Wolfgang Bläsi

Ekosem-Agrar AG

Name:
Wolfgang Bläsi
Unternehmen:
Ekosem-Agrar AG
Ressort:
Unternehmensfinanzierung, Rechnungswesen, Controlling, Legal Restructuring, IT
Position:
CFO von März 2010 bis September 2016 und wieder seit August 2018
Ausbildung:
Ausbildung im Bereich Finanzverwaltung, Fachhochschulreife und Studium der Technischen Betriebswirtschaftslehre an der FH Offenburg zum Diplom-Betriebswirt (FH)
Geburtstag:
25.04.1968
Familie:
Verheiratet, zwei Kinder
Ehrenamt:
Keine Angaben
Hobbies:
Familie, Laufen, Lesen, Rotwein/Kochen

Karriere

1997 startet Bläsi seine berufliche Laufbahn als Trainee in der internen Revision des Burda-Verlags. Danach wechselt er 1999 als Assistent der Geschäftsleitung zum SAP-Beratungshaus Novasoft und bereitet dessen IPO am Neuen Markt vor. Ab 2001 leitet er  das Rechnungswesen und die Kommunikation. Bis 2007 ist er auch Finanzvorstand des inzwischen vom US-Unternehmen Ciber übernommenen Konzerns.
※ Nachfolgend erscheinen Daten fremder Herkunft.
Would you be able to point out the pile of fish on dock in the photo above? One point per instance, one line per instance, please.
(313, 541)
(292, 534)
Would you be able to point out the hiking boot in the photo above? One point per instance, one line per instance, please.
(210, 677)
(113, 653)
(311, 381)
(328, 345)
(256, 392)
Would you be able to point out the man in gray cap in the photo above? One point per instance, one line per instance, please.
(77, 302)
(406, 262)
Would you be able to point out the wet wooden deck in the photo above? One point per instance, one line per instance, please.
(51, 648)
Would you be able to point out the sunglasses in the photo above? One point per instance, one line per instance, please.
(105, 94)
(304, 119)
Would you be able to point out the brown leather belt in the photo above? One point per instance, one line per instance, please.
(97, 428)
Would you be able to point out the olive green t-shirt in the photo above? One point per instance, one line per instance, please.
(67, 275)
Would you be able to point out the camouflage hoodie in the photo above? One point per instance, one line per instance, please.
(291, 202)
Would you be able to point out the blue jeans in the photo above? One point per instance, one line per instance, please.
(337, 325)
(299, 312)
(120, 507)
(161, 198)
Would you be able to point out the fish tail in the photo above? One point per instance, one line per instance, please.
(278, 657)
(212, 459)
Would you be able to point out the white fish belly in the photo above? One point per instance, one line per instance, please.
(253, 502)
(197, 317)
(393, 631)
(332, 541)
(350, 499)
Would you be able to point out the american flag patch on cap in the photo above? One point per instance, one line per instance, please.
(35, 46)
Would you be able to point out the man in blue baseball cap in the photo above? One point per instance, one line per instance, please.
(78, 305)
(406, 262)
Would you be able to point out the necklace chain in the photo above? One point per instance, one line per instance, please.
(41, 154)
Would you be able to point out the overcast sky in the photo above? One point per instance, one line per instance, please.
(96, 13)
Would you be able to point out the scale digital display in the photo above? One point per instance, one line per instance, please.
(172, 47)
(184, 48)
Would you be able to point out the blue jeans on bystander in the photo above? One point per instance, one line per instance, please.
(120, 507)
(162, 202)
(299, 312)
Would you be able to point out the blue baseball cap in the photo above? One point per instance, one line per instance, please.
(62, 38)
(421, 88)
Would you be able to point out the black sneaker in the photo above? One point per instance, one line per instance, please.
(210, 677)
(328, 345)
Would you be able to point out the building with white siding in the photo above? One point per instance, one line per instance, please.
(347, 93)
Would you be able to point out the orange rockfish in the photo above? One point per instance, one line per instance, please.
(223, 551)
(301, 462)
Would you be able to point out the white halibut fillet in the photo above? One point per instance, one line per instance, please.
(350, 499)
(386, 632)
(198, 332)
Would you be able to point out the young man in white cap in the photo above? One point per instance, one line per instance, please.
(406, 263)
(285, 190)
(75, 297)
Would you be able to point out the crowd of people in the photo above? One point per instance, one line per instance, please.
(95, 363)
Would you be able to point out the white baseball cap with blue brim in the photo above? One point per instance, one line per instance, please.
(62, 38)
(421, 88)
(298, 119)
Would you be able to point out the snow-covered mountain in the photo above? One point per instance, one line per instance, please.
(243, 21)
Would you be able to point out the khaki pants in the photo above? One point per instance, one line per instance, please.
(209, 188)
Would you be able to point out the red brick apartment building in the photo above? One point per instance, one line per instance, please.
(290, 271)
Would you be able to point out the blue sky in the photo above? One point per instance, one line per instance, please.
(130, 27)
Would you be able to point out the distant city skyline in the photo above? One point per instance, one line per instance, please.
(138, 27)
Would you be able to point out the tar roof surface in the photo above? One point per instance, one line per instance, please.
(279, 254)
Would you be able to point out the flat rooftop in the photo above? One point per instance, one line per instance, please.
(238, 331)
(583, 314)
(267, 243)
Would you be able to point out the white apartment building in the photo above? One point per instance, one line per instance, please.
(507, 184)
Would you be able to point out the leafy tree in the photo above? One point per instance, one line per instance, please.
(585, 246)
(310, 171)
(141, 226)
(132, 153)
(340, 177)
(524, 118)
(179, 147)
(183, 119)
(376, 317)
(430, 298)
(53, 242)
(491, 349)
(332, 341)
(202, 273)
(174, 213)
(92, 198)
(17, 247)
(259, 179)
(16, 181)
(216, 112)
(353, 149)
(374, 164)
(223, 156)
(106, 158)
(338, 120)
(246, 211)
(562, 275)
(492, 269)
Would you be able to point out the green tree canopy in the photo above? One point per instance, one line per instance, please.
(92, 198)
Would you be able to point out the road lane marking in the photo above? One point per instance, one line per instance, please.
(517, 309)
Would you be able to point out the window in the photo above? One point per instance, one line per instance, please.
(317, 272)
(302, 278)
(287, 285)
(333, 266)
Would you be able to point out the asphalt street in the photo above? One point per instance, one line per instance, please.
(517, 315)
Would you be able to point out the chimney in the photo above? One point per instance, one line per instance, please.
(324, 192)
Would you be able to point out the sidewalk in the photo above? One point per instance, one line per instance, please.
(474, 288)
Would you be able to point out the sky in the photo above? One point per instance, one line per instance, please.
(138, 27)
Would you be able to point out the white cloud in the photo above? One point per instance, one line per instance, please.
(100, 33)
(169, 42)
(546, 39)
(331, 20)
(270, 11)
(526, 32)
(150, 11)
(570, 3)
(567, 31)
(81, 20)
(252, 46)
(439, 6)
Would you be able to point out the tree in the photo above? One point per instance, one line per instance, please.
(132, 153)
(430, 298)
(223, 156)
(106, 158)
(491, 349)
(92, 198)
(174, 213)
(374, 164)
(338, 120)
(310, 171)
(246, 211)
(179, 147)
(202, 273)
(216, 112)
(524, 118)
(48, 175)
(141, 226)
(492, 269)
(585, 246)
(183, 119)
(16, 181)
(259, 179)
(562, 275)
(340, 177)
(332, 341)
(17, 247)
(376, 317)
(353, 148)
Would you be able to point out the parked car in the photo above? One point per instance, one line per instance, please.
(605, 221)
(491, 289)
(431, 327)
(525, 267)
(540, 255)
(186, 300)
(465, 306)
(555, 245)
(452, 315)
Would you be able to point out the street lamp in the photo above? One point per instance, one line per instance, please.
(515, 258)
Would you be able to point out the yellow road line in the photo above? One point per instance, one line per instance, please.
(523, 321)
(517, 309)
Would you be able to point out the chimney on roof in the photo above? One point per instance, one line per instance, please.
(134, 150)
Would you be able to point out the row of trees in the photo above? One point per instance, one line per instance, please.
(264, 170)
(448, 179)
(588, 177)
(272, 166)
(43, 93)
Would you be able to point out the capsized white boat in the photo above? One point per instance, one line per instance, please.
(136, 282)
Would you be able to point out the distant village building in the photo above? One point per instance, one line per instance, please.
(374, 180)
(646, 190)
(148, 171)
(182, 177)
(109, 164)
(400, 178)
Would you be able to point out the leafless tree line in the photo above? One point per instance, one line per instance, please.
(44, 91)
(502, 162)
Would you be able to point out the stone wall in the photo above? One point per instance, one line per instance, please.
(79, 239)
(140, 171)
Im Anschluss startet Bläsi eine Unternehmensberatung im Bereich Klimaschutz, wechselt jedoch im April 2008 als Finanzchef zum Landwirtschaftsunternehmen KTG Agrar. Dieses Amt legt er zum 30. September 2009 nieder.
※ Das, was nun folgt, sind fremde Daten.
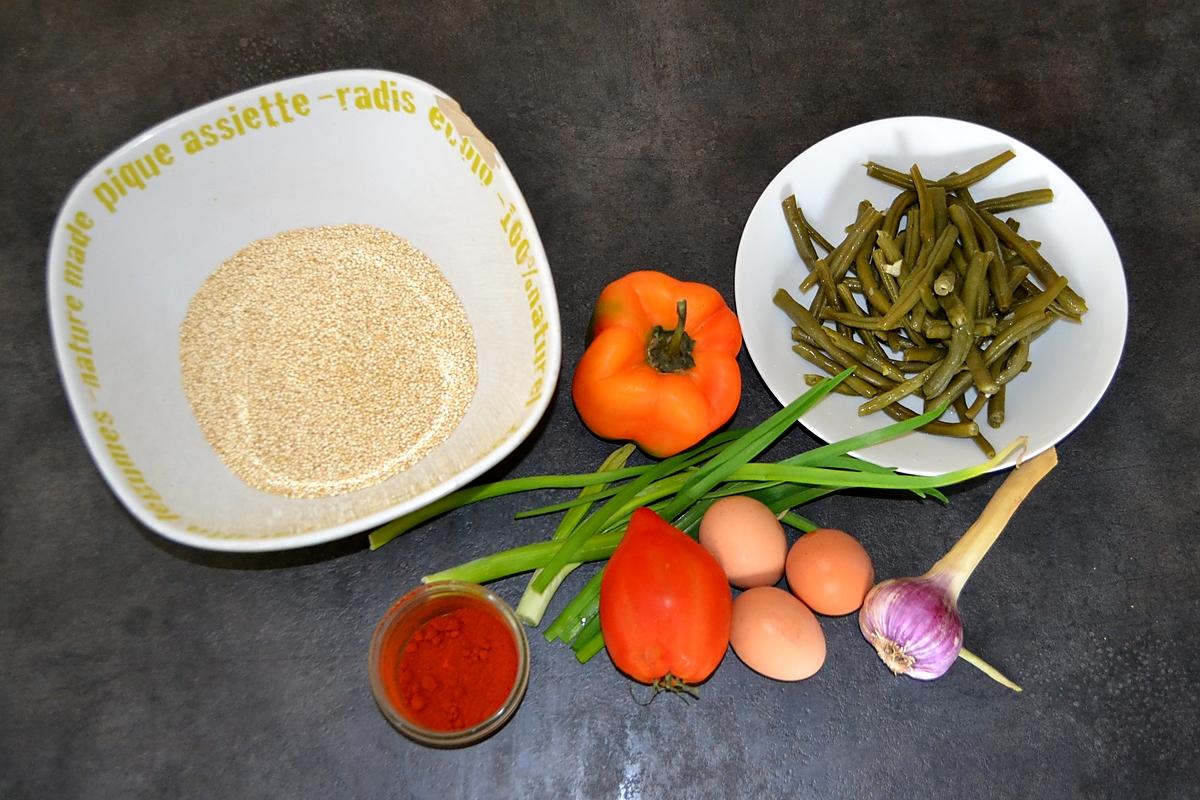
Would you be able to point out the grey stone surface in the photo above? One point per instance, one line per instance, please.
(641, 134)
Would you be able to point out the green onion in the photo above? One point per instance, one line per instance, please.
(533, 602)
(681, 488)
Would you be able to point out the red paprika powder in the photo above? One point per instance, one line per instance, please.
(455, 671)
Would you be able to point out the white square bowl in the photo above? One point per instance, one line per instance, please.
(143, 229)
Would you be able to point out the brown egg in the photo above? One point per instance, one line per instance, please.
(747, 540)
(775, 635)
(829, 571)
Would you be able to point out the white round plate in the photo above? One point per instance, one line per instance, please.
(1072, 364)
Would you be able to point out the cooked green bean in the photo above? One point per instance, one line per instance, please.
(961, 410)
(925, 204)
(898, 392)
(959, 259)
(937, 197)
(976, 404)
(1018, 362)
(943, 283)
(813, 379)
(841, 258)
(997, 270)
(961, 341)
(897, 411)
(960, 218)
(810, 325)
(861, 352)
(1017, 276)
(927, 354)
(996, 408)
(984, 383)
(888, 247)
(799, 235)
(928, 299)
(911, 240)
(875, 298)
(1041, 301)
(1015, 200)
(1014, 332)
(972, 296)
(1041, 268)
(957, 313)
(895, 211)
(952, 181)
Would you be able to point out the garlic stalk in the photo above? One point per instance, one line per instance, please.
(913, 623)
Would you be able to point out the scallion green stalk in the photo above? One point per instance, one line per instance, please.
(533, 602)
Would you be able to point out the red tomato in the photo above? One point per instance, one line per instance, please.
(665, 605)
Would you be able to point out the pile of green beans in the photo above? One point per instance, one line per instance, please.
(936, 299)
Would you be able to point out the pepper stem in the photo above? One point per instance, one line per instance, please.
(670, 350)
(961, 559)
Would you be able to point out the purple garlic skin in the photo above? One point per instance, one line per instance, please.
(913, 624)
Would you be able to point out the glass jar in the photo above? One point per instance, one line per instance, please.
(405, 626)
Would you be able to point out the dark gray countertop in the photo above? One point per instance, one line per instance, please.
(135, 668)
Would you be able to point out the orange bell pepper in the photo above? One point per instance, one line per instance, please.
(661, 367)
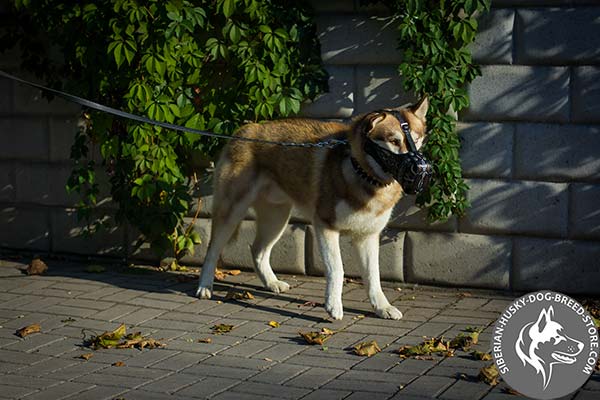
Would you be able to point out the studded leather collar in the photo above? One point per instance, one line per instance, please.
(365, 175)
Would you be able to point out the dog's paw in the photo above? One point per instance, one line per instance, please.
(389, 312)
(335, 310)
(203, 292)
(278, 286)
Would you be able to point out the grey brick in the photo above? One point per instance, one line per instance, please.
(43, 184)
(493, 42)
(357, 39)
(505, 93)
(108, 377)
(338, 102)
(279, 352)
(68, 235)
(180, 361)
(584, 219)
(24, 228)
(557, 152)
(364, 385)
(115, 312)
(390, 255)
(327, 394)
(585, 94)
(314, 377)
(14, 392)
(567, 266)
(28, 100)
(23, 139)
(27, 381)
(465, 390)
(207, 387)
(486, 149)
(379, 86)
(458, 259)
(61, 390)
(33, 342)
(263, 389)
(331, 362)
(427, 386)
(99, 393)
(523, 207)
(61, 137)
(557, 36)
Im März 2010 wird Bläsi Geschäftsführer und CFO von Ekosem Agrar sowie des Landmaschinenherstellers Ekotechnika, ein Schwesterunternehmen Ekosems. Er verantwortet die IFRS-Abschlusserstellung, die Unternehmensfinanzierung sowie das Legal Restructuring.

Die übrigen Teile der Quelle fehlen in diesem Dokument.